Le blog des éditions Libertalia

Ovni 78 sur le blog de la librairie Charybde

jeudi 27 juin 2024 :: Permalien

— REVUE de PRESSE —

Publié sur le blog de la librairie Charybde, le 27 juin 2024.

Italie, 1978. Au moment de l’enlèvement d’Aldo Moro, qu’est-ce qui peut bien relier la disparition de deux jeunes scouts dans un massif montagneux à la mauvaise réputation (car on s’y égare bien facilement), dans les Alpes Apuanes, entre Toscane et Ligurie, une augmentation jamais vue du nombre de signalement d’ovnis dans la péninsule, alors que le film de Steven Spielberg, Rencontres du troisième type, envahit les écrans et les consciences, amusées ou non, une communauté expérimentale, post-hippie ou pré-décroissante, sa lutte complexe contre la toxicomanie, et l’enterrement en grande pompe d’une période historique et politique qui deviendra bientôt, dans une certaine mémoire collective à occultations, prompte à laisser « égaliser les extrêmes » (suivez mon regard en ce mois de juin 2024, en France) au mépris de différences objectives fondamentales, les « années de plomb » ?
Dans ce maelström de l’étrange et du pourtant, terriblement, très logique, c’est d’un écrivain communiste à succès, à la réputation sensationnelle forgée dans ses mises en scène des « aventures mystérieuses », d’une jeune anthropologue ayant justement décidé de consacrer sa thèse de doctorat aux associations d’ufologues en pleine floraison et multiplication, et d’un toxicomane repenti et pourtant hésitant, que proviendra la solution quasiment policière d’un «  whodunnit ?  » hors normes, à défaut bien entendu de pouvoir résoudre – comme on ne peut que le constater avec rage et tristesse presque cinquante ans plus tard, des deux côtés des Alpes – un si vaste « society procedural », comme l’auront entretemps constaté et néanmoins contesté nos amis du giallo transalpin, d’Andrea Camilleri à Massimo Carlotto, en passant par Carlo Lucarelli, Roberto Saviano, Gioacchino Criaco ou Giuseppe Genna.

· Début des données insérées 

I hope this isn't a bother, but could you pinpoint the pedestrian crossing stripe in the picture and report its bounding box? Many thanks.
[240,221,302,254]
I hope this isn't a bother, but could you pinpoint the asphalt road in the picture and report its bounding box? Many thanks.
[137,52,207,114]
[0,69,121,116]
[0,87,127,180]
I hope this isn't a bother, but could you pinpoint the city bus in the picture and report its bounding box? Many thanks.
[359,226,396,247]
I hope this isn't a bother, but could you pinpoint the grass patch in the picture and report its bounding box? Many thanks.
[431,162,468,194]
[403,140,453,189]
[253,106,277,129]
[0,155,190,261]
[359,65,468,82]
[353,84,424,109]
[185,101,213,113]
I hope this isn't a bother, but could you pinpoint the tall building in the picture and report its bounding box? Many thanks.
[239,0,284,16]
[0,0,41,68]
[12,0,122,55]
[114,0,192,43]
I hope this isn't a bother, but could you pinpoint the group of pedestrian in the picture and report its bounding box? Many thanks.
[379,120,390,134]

Depuis 1999 et la publication de Q – L’Œil de Carafa, à l’époque encore sous le nom mythique de Luther Blissett, le collectif bolognais des Wu Ming pratique avec un extrême brio le détournement de genres littéraires aujourd’hui largement canoniques et profondément populaires, même s’ils restent marqués par le mépris dans lequel les tiennent certains tenants d’une culture propre sur elle : roman historique (L’Œil de Carafa, Altai la suite de Q, toujours non traduite ici, Manituana – ou, également non traduit en français à ce jour, L’Armata dei Somnambuli), roman policier halluciné (54) ou encore science-fiction du quatrième type (Proletkult), ensemble de constructions littéraires débridées pratiquées dans le cadre théorique souple et mouvant du « nouvel épique italien ».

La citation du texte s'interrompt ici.